The guitarists on “Coal Miner’s Daughter” were members of Owen Bradley’s usual A-team: Harold Bradley, Grady Martin and Ray Edenton. Williamson recalls using a Neumann U67 mic for electric and steel guitars, and a Schoeps on rhythm. He says the lead vocal mic would have been a U47 or 67.

While most of the song was cut live, Harold Bradley believes that Bobby Thompson’s banjo work was overdubbed. The only overdub Williamson remembers doing was one extra word: “Loretta came into the control room and we made a playback,” Williamson says, “and she said, ‘Aw, shucks, I wanted to say, “yeah” going into that last chorus. I wanted to say, “Yeah, I’m proud to be a coal miner’s daughter,” and I left it out.’ And I said, ‘Well, why don’t you jump out there and give me a “yeah”?’ And she said, ‘You can do that?’ And I said, ‘Just listen along, and when it gets to that point, you just go ahead and bellow out “yeah” and we’ll have it.’ So I chose a track that was open, and I just walked along a few bars before and she said ‘yeah,’ and it was over.”
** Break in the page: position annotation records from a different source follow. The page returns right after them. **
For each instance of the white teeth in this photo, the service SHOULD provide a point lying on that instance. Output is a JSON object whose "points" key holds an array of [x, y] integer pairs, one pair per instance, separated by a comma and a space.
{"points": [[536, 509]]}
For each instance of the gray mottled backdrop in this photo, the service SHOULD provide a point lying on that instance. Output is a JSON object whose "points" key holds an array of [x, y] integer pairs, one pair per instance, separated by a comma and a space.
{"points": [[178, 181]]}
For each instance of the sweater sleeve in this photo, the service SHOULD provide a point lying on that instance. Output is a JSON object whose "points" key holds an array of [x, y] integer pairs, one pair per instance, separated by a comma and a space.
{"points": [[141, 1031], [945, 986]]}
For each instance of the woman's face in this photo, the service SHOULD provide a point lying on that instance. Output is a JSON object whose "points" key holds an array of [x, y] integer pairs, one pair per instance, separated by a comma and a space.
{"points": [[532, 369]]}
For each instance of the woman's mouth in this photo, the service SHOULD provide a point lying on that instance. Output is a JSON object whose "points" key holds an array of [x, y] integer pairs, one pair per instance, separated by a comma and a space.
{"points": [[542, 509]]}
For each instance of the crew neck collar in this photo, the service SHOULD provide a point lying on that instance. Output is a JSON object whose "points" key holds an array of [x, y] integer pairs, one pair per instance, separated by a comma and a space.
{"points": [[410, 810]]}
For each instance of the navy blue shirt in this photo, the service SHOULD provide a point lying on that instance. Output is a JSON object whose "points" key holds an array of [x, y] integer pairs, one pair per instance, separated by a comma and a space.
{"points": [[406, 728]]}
It’s perhaps a little-known fact that Lynn’s original composition had nine verses. “My brother cut it down to the six he thought were more relevant,” Harold Bradley says, “because she’d written a short book there.”

“One verse was about mommy papering the walls with magazines, right above my head with pictures of movie stars and such,” Lynn writes. “Another was how the creek would rise every time it rained, and daddy would have to cut logs across so we could get downhill. The third was about hog-killing day in December so we’d have fresh meat for Christmas.”
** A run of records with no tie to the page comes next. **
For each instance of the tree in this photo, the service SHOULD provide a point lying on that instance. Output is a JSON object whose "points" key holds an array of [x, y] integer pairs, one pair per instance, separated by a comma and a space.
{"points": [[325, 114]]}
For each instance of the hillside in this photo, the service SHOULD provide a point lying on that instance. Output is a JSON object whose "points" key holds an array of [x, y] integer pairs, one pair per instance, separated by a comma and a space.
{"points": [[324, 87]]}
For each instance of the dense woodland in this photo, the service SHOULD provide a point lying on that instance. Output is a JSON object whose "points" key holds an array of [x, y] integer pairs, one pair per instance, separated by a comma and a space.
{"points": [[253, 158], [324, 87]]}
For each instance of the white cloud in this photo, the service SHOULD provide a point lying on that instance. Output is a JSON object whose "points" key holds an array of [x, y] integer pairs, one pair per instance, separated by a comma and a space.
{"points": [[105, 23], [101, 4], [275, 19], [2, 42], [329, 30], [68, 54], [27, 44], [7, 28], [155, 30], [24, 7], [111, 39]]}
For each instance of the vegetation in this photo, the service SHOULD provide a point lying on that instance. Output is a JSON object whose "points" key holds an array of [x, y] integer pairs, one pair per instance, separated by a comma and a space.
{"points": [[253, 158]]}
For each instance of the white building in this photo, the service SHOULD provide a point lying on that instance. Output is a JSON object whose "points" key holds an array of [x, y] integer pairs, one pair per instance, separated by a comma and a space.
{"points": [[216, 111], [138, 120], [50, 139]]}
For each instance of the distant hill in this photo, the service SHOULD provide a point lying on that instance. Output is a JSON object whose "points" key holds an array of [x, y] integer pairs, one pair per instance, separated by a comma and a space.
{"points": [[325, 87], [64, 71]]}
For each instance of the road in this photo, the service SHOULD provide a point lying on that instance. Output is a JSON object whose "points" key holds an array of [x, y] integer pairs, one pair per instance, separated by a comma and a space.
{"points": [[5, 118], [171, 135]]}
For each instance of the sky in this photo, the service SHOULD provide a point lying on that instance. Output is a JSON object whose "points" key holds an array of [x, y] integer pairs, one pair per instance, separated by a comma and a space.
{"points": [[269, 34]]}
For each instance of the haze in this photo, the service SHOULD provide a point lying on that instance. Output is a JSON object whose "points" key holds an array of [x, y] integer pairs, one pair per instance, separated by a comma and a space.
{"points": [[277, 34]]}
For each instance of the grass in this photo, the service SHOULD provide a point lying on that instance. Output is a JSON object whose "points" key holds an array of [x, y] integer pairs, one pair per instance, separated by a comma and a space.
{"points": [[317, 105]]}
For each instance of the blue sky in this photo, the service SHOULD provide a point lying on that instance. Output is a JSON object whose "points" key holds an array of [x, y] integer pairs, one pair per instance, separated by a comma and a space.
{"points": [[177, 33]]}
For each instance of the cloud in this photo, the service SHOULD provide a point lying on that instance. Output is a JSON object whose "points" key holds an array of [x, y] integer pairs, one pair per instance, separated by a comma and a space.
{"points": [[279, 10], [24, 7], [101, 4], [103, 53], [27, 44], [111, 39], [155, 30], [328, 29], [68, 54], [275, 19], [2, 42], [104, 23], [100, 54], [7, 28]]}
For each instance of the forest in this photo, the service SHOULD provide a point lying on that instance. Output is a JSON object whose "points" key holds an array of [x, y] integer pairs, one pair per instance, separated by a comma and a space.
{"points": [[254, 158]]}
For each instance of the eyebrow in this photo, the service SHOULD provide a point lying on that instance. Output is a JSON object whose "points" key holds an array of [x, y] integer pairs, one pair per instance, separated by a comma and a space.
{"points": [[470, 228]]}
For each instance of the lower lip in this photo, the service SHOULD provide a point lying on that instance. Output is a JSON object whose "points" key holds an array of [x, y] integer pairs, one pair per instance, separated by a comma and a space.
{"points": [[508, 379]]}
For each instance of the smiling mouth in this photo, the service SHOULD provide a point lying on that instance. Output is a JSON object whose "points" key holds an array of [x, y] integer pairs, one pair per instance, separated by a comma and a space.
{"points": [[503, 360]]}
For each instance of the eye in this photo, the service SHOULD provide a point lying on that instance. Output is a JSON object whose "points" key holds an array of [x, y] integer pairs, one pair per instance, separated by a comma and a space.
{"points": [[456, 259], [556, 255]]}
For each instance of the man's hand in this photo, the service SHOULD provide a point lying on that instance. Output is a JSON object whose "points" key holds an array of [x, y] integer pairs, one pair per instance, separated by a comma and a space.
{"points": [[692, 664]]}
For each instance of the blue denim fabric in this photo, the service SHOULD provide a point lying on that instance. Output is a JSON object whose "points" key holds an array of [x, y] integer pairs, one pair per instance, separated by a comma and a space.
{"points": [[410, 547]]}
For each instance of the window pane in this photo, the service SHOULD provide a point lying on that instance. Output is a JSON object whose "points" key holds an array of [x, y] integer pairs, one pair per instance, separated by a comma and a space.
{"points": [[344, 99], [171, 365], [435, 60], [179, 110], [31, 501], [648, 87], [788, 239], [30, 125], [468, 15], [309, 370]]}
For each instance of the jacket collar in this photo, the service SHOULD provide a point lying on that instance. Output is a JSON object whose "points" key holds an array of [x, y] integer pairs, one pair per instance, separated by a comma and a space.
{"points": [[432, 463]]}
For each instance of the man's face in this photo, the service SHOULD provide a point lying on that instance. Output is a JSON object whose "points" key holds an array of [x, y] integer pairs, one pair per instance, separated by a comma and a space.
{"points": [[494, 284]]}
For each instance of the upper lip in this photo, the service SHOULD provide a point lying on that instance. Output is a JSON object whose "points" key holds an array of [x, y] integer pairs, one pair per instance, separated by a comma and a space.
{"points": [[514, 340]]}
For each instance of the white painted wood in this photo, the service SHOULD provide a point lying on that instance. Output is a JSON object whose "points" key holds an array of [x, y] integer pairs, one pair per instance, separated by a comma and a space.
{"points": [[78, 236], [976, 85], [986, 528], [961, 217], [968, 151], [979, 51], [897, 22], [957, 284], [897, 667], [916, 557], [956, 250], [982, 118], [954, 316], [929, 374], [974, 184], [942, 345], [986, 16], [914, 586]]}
That “short book” stayed in the can for almost a year until Decca released it as a single in 1970; Lynn says that for a long time, she “didn’t believe anybody would buy a song just about me.” But the song clearly resonated with a broad audience; it rose to Number One on Billboard’s Country Singles chart, contributed to Lynn winning the Country Music Association’s Entertainer of the Year Award in ’72 and, of course, became the basis of Lynn’s autobiography and hugely successful Coal Miner’s Daughter film starring Sissy Spacek.

Williamson continued doing studio work for several more years before changing to a career in real estate, but he looks back fondly on his days working for Owen Bradley: “It was a tremendous treat, and I just learned googles from the guy; more than you could ever think. And we were buddies right up to the day he died.”

Owen Bradley passed away in 1998. His brother Harold, now VP of the American Federation of Musicians, is quick to point out that he’s still making musical memories, but he knows that those days at the Quonset Hut and in Bradley’s Barn, working side-by-side with his brother, were some of the best.

“One thing about Loretta,” Harold Bradley says, “when you walked in the studio, you were going to get a hug, and when you left, you were going to get a hug. We all became like a family. The business part was secondary to the personal part of going in and meeting an old friend and having a party and making a few records.”